My 16-year-old son is involved with a girl in an unhealthy way. He likes her very much, but she says she likes him as only a friend. She has problems, however, that result in her leaning on my son too much. She does not have many friends, and other young men keep their distance because she leads them on when she needs a crutch.

This is what is happening with my son. She says she is going to inflict pain on herself, such as cutting herself, so my son feels needed and thinks he has a chance with her as a result. My son is a good student and athlete. He has many friends, but they say he has changed since he became involved with this girl. They have noted that he isn’t as happy, and I agree.  

Is it wrong of me to block her texts? Should I talk with her and tell her to leave my son alone? I know this will hurt in the short run, but I feel the relationship is not good for him. Other parents have advised me to just let it run its course. But I don’t like to see my son being used.

 

 

Answer:

Your son probably won’t respond well to your blocking her number. With Facebook, Twitter and other communication options, he will most likely find another way to communicate with her. 

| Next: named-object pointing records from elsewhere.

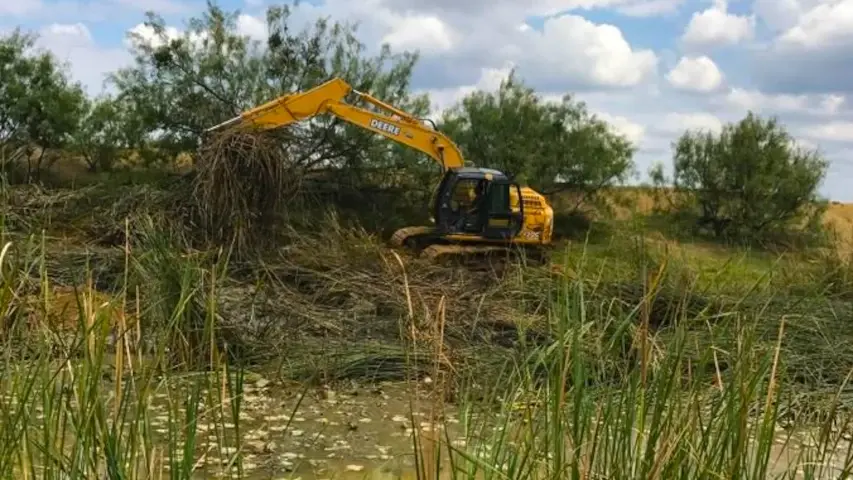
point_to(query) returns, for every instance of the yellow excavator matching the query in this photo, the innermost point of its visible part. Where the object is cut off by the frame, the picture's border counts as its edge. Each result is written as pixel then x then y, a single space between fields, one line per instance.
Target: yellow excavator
pixel 475 211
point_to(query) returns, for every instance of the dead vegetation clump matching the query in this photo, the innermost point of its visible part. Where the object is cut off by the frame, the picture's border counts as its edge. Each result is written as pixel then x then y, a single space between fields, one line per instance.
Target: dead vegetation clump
pixel 243 184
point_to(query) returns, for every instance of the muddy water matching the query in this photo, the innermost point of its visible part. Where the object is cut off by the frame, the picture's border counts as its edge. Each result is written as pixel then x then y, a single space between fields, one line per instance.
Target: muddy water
pixel 362 432
pixel 358 432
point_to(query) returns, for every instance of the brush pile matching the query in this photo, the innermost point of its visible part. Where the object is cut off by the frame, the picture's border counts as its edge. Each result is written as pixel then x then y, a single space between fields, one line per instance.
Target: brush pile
pixel 244 182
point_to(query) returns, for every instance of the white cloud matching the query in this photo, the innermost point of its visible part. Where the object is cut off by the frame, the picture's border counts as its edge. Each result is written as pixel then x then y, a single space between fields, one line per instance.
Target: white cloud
pixel 715 26
pixel 676 123
pixel 144 33
pixel 634 132
pixel 825 25
pixel 420 32
pixel 89 62
pixel 596 54
pixel 696 74
pixel 14 8
pixel 839 131
pixel 755 100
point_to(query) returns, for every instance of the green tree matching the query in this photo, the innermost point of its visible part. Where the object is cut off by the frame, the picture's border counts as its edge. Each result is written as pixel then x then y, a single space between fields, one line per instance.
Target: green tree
pixel 749 181
pixel 553 146
pixel 181 86
pixel 107 131
pixel 39 106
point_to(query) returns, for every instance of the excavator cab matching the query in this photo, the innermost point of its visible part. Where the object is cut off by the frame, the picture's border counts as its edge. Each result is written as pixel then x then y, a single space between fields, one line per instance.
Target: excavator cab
pixel 478 201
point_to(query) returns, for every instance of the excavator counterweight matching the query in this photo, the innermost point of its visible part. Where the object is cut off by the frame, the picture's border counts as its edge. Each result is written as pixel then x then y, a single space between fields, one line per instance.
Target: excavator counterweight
pixel 475 211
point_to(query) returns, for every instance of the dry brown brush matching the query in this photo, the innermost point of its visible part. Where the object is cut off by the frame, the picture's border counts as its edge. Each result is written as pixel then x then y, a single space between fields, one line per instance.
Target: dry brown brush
pixel 243 184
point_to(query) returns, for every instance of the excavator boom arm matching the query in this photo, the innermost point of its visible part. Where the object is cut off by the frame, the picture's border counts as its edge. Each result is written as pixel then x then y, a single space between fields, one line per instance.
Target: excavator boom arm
pixel 329 98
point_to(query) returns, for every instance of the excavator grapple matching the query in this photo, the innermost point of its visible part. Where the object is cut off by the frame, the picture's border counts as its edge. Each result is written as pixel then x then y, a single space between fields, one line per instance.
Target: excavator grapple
pixel 477 212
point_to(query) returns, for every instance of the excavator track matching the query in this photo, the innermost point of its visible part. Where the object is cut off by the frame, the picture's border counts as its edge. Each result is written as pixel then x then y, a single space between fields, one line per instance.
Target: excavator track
pixel 412 237
pixel 423 242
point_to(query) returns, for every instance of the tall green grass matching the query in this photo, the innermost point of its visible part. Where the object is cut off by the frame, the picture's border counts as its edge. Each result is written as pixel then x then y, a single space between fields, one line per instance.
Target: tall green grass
pixel 563 412
pixel 607 397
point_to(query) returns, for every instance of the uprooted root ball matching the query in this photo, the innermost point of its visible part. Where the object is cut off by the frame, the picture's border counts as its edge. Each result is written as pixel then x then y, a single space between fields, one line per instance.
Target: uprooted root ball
pixel 245 178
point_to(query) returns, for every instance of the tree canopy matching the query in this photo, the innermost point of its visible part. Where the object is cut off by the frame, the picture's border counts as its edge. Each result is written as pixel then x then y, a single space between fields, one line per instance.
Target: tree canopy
pixel 553 146
pixel 39 106
pixel 748 181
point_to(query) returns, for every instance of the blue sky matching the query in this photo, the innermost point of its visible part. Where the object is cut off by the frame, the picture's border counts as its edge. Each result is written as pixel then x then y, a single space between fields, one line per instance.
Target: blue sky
pixel 650 67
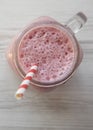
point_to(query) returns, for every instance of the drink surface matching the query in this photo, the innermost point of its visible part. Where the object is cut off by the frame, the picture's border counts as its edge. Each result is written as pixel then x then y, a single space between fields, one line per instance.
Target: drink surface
pixel 51 49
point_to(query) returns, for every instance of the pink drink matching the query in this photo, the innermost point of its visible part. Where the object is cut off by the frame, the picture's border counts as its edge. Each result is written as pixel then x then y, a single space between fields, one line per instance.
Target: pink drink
pixel 51 49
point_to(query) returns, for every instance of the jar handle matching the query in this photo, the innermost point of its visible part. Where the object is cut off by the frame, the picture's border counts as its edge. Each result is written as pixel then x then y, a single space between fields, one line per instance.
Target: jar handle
pixel 76 22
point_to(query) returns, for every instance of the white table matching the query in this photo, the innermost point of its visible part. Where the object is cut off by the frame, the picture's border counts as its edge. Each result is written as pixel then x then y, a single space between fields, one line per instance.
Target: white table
pixel 68 107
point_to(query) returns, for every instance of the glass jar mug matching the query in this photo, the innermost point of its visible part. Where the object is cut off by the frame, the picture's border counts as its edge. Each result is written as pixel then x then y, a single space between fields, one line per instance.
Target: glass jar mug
pixel 50 45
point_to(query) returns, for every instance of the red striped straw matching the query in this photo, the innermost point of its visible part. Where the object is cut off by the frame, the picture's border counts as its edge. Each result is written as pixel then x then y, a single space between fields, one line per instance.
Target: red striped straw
pixel 24 85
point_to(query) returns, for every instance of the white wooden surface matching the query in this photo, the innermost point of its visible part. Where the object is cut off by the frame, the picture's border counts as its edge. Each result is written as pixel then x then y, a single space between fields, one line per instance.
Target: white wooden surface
pixel 68 107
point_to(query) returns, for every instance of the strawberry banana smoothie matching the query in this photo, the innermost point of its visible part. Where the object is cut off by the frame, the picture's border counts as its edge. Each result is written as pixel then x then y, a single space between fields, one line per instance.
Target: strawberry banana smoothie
pixel 51 49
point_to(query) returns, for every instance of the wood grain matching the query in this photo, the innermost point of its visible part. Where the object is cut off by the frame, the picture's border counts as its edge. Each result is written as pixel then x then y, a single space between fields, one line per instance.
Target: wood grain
pixel 68 107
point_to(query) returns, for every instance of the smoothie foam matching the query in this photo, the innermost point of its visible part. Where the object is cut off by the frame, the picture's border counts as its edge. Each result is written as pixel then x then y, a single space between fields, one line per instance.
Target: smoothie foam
pixel 51 49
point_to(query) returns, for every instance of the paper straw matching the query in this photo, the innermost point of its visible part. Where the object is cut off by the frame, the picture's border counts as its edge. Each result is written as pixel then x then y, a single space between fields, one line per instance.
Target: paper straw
pixel 24 85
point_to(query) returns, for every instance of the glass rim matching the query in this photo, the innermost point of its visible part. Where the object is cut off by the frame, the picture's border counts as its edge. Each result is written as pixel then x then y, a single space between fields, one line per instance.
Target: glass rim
pixel 69 73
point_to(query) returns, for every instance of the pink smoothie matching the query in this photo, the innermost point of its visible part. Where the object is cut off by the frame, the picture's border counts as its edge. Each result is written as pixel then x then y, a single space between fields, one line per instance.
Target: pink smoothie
pixel 52 49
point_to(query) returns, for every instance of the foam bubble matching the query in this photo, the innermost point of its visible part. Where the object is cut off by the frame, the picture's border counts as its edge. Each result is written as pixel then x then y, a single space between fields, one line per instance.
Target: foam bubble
pixel 51 49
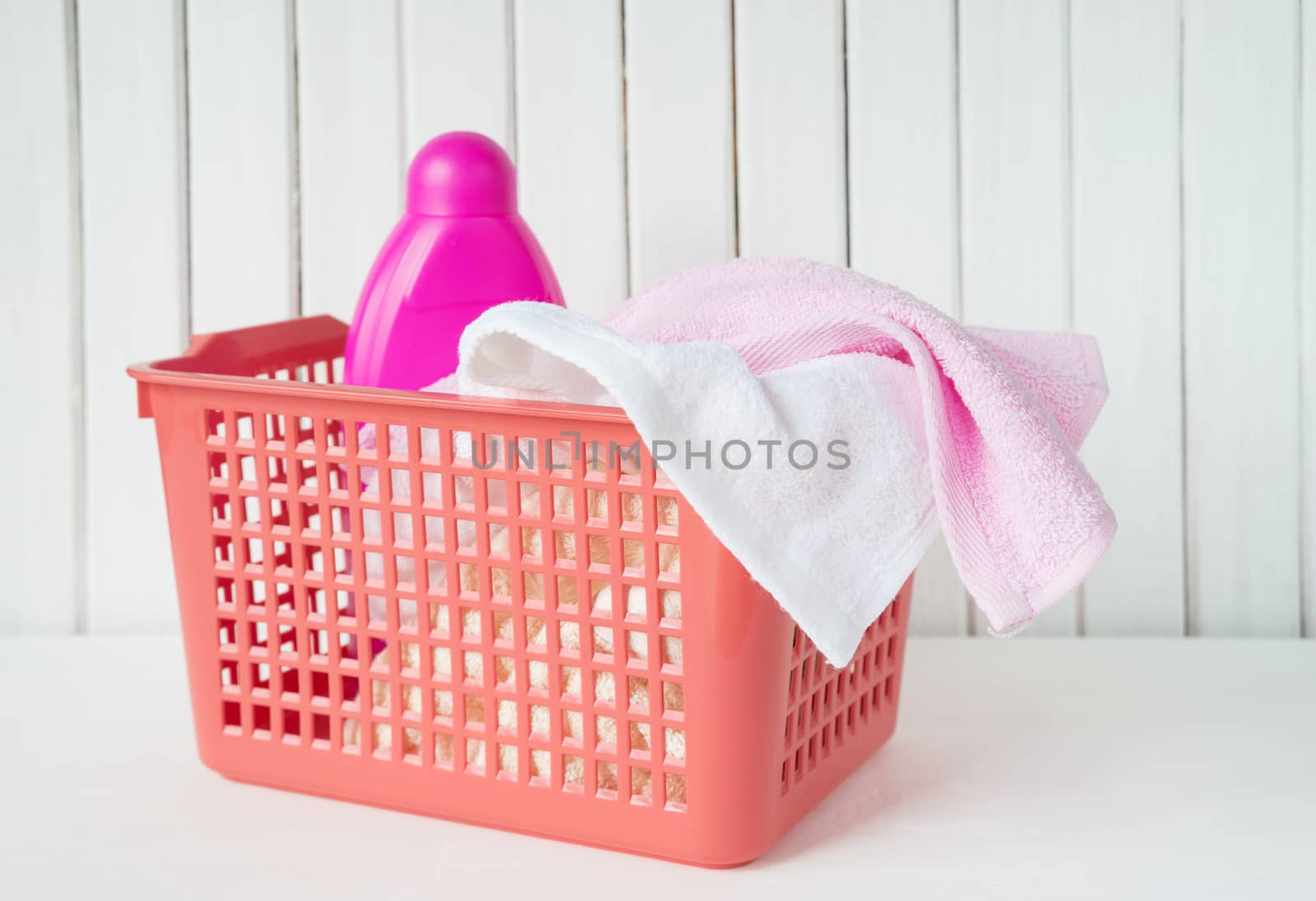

If you want to solve this problem with discipline, you can institute cell phone-free hours in the home. You put all of the phone chargers on one counter, and make a house rule that all phones must stay there between the hours of 11 p.m. and 7 a.m. so that everyone can rest without distractions.  

Infatuation is a powerful force. Your son may have to work through some of this on his own. Let him know that you are there for him and that you support him and will comfort him when he is hurt. Explain to him that she is not treating him in a loving, respectful way. He deserves to be appreciated in a committed fashion. 

Keep an eye on his disposition so that his natural sadness and pain don’t worsen into depression. If you see any signs of teen depression, encourage him to talk to a counselor. Some teenagers need the impartial voice of a counselor to help them out of emotionally damaging situations.